There are few passions that equal the energy generated by protest and rebellion. To find yourself amidst a gathering of citizens demanding change in a collective voice is a personal experience, that for most participants, endures beyond the promise of reformation. For the past several years Sylvia de Swaan has been working on a project, Pledging Allegiances, photographing rallies, marches and other kinds of public gatherings form Atlanta to Prague. This past fall de Swaan participated in our Artist-in-Residence program printing and editing work from this series, and working on a series retracing some of the routes her family traveled in Europe during 1945-51, as they were displaced from Romania during World War II.
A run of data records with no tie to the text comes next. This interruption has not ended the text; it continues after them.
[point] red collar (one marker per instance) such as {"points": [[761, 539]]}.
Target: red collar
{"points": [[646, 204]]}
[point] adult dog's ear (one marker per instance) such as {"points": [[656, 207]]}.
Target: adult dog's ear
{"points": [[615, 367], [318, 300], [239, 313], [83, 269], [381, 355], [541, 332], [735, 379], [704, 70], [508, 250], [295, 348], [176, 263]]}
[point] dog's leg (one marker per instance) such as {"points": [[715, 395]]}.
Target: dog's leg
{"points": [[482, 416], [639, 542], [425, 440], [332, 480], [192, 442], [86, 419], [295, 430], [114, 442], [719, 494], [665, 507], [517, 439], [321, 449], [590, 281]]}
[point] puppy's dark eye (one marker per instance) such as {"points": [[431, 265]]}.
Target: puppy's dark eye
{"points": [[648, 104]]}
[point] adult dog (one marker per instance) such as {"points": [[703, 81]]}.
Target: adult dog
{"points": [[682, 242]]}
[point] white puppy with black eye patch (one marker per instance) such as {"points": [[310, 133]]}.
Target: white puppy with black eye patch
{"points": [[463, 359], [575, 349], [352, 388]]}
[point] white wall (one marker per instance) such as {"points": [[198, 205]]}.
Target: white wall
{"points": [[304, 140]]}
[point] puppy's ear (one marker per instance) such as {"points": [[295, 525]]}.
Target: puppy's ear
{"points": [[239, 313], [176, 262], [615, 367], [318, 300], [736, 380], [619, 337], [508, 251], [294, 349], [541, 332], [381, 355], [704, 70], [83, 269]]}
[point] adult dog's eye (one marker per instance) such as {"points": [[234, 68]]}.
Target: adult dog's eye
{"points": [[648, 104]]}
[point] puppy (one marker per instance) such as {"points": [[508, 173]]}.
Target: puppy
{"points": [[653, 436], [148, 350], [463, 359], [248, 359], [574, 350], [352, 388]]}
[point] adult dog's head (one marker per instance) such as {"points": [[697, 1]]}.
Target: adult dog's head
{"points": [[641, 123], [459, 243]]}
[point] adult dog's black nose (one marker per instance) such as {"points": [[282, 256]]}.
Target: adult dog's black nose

In the image to the right, de Swaan holds a photograph clipped from her childhood passport against the blurred landscape outside her train compartment on the Baltic Express. The reflection of her arm in the window suggests a haunting reminiscence of a memory yet to be captured, and a transparent link from past to present. On the following page at a march for Women's Equality in Washington, DC, de Swaan isolates a young woman caught in a defiant posture of crossed arms, her face turned in a scowl of loathing. The young woman's posture of resistance is carried through in the creative independence exhibited by the eclectic nature of her clothes and the flamboyant style of her hair. De Swaan has chosen her as a symbol of the rally, positioning her next to a blank banner where we imagine the next chapter in the history of women's equality could be written.
In the final image reproduced here, we need the caption of the photograph to inform us that the crowd of demonstrators was photographed in Prague in 1990, not Berkeley in 1968. In this image there are no signs to tell us the specific nature of the crowds questions, only two-finger peace symbols flash throughout the crowd suggesting a plea for sensibility and humanity. It is in this absence of concrete reference where de Swaan looks for the 'equation between conviction and prejudice in the collective energy that demonstrators generate.' As she records the passion of mass demonstrations and traces her memory of political displacement, she reminds us that the human choir of intervention may also be the blind catharsis of unashamed bigotry.
Jeffrey Hoone (c) 1990
Sylvia de Swaan is a Romanian-born photographer who has lived and worked in Mexico, Europe, and the United States. As she describes in her artist statement, her photographic works explore a range of themes that include personal history, individual and collective memory and identity, the state of the world and the neighborhood where she lives.
She has worked with Light Work in many ways, including an exhibition in 1980, multiple Light Work Grants, and two residencies. She has also served on Light Work’s board of directors. De Swaan is the recipient of a Lucie Award, and fellowships from the New York Foundation for the Arts, the Constance Saltonstall Foundation, and the Aaron Siskind Foundation, and more. She has completed residencies at Light Work, CEPA, Anderson Ranch Art Center, Künstlerhaus in Vienna, the Bemis Center for Contemporary Art, and the Viginia Center for the Creative Arts.